We investigate the temporal dynamics of correlations between sentiment indices worldwide. Employing the tools of Random Matrix Theory (RMT) and Principal Component Analysis (PCA), our paper aims to extract latent information embedded in the interactions between economic and business sentiment indices around the world. We find that: (1) the dynamics of the sentiment indices across countries can be well explained by the evolution of a single factor (the “market mode”); (2) during most periods, some groups of countries exhibit sentiment dynamics less associated with (or divergent from) the market mode, while (3) during the financial crisis, no country or group of countries has been able to escape the market mode, which accounts for almost all movements in the indices.
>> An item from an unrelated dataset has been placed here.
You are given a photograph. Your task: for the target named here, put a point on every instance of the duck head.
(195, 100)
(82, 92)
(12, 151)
We argue that strong “global” information signals, like the collapse of the US housing market in 2007, can lead to a homogenization of the expectation structure around the world, as such information can provide a coordination signal for a global phase of low confidence.

Suggested Citation

  • Thomas Lux & Duc Thi Luu & Boyan Yanovski, 2020. "An analysis of systemic risk in worldwide economic sentiment indices," Empirica, Springer;Austrian Institute for Economic Research;Austrian Economic Association, vol. 47(4), pages 909-928, November.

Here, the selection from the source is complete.